Before appealing, review your insurance plan's summary of benefits and coverage. Look for sections on behavioral health, autism treatment, or ABA therapy. Many employer-sponsored plans and individual market plans cover ABA, but with specific requirements.

Know Your Rights Under the Law

Under the Mental Health Parity and Addiction Equity Act (MHPAEA), insurance plans that offer mental health benefits must provide coverage for behavioral health treatments like ABA at a level comparable to medical/surgical benefits. Additionally, many states have autism insurance mandates. For example, California, New York, Texas, Illinois, and over 45 other states have laws requiring certain health plans to cover ABA therapy for autism. Check your state's mandate online. If your plan is fully insured (not self-funded), state law applies. Self-funded plans are regulated by federal law, but parity still applies.

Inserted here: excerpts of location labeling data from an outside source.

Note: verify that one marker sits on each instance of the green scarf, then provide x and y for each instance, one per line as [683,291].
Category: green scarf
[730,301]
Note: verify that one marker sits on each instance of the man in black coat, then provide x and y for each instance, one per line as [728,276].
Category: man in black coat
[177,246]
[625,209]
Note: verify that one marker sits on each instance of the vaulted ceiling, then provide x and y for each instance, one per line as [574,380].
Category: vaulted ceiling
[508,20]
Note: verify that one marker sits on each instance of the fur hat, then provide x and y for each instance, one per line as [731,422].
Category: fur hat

If your child is covered by Medicaid, ABA is typically covered as an Early and Periodic Screening, Diagnostic and Treatment (EPSDT) benefit for children under 21. Each state administers its own Medicaid program, so coverage details vary. Contact your state's Medicaid office or managed care plan for specifics.

Step-by-Step Guide to Filing an Appeal

Filing an appeal is a structured process. Follow these steps carefully to maximize your chances of overturning the denial.

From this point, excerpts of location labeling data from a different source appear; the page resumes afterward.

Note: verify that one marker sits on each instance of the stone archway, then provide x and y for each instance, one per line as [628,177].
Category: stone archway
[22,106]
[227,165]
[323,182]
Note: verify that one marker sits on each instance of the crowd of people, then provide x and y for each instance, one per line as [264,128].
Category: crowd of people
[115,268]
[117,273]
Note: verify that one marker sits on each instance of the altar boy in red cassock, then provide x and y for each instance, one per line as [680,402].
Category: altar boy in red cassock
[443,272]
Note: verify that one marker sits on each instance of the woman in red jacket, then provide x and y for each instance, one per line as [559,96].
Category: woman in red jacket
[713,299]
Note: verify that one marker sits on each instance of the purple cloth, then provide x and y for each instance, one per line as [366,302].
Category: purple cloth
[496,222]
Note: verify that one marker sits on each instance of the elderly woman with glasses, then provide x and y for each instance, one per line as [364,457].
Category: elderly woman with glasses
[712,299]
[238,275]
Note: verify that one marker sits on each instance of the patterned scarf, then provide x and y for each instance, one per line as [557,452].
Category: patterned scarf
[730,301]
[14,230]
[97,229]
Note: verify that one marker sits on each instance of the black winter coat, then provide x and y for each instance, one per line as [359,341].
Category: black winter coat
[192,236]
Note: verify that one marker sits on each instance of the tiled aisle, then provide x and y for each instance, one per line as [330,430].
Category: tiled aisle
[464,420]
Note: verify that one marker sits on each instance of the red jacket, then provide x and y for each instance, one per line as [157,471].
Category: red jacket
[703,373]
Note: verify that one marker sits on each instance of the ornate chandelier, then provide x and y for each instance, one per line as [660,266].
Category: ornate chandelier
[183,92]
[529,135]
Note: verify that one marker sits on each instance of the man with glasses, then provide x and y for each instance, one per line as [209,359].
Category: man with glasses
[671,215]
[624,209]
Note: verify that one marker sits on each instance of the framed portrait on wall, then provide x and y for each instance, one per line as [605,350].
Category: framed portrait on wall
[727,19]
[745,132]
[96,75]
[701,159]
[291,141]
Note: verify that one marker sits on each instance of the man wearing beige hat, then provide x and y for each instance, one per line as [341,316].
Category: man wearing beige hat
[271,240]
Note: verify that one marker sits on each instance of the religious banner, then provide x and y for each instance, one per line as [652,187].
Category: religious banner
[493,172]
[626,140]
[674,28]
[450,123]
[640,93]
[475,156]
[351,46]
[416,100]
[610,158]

Step 1: Review the Denial Letter

Note the deadline for filing an appeal. Most plans allow 180 days from the date of denial, but some are shorter. Mark your calendar. Also note the specific denial reason and any policy language cited. This will guide your response.

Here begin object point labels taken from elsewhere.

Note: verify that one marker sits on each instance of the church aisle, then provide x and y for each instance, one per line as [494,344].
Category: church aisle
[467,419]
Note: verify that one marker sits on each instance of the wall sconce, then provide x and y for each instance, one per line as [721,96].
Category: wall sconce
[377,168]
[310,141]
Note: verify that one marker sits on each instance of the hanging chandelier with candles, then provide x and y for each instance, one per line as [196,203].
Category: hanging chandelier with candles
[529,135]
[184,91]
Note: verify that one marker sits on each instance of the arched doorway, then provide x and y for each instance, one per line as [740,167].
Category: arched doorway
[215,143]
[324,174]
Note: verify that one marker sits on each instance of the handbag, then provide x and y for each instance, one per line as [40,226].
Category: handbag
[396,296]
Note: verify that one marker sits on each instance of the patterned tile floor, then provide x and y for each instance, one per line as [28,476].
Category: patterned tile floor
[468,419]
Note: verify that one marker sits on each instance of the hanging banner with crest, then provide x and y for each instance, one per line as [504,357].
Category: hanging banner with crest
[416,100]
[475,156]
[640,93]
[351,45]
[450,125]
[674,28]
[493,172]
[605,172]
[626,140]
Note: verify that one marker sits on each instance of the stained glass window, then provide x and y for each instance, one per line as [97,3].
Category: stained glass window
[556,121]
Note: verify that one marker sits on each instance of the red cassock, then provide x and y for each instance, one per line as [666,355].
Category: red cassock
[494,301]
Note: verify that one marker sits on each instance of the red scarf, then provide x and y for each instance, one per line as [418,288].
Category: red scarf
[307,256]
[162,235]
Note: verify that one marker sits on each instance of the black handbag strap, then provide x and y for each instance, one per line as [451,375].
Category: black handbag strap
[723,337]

Step 2: Gather Supporting Documentation

Collect evidence that demonstrates the medical necessity of ABA therapy for your child. This includes:

  • A letter from your BCBA describing the diagnosis, the treatment plan, goals, progress to date, and why ABA is essential. Ask them to address the specific denial reason.
  • A letter from your child's pediatrician or developmental specialist supporting the need for ABA and explaining how it fits into the overall treatment plan.
  • Medical records including the diagnostic evaluation, treatment notes, and any assessments (e.g., VB-MAPP, ABLLS-R).
  • Research articles that show ABA is an evidence-based treatment for autism. The Surgeon General and the American Academy of Pediatrics endorse ABA. Print relevant summaries.
  • Any prior authorization letters or correspondence with the insurance company.

Step 3: Write Your Appeal Letter

Your appeal letter is the centerpiece of your case. Keep it clear, factual, and respectful. Address it to the insurance company's appeals department. Include:

  • Your name, policy number, and claim number.
  • The date of the denial letter and the specific reason given.
  • A statement that you are appealing the decision and requesting coverage for ABA therapy.
  • A paragraph explaining why ABA is medically necessary for your child, referencing the supporting documents.
  • If the denial was for lack of prior authorization, explain any circumstances that prevented you from obtaining it and request a retroactive authorization.
  • A request for a peer-to-peer review if appropriate.
  • Your contact information and a request for a written response.

Attach all supporting documents and keep copies for your records. Send the letter via certified mail or through the insurance company's online portal, and confirm receipt.

Step 4: Submit the Appeal

Follow your insurance plan's instructions for submitting an appeal. Some plans require you to use their online system, while others accept mail or fax. Make sure you meet the deadline. If you are unsure, call the customer service number and ask for the appeals department.

Step 5: Follow Up and Request a Peer-to-Peer Review

After submitting, follow up within two weeks to confirm your appeal is being processed. If the denial reason is clinical (e.g., not medically necessary), request a peer-to-peer review. This is a conversation between your child's BCBA or doctor and a medical director at the insurance company. Many denials are overturned during this call because the provider can explain the clinical rationale directly.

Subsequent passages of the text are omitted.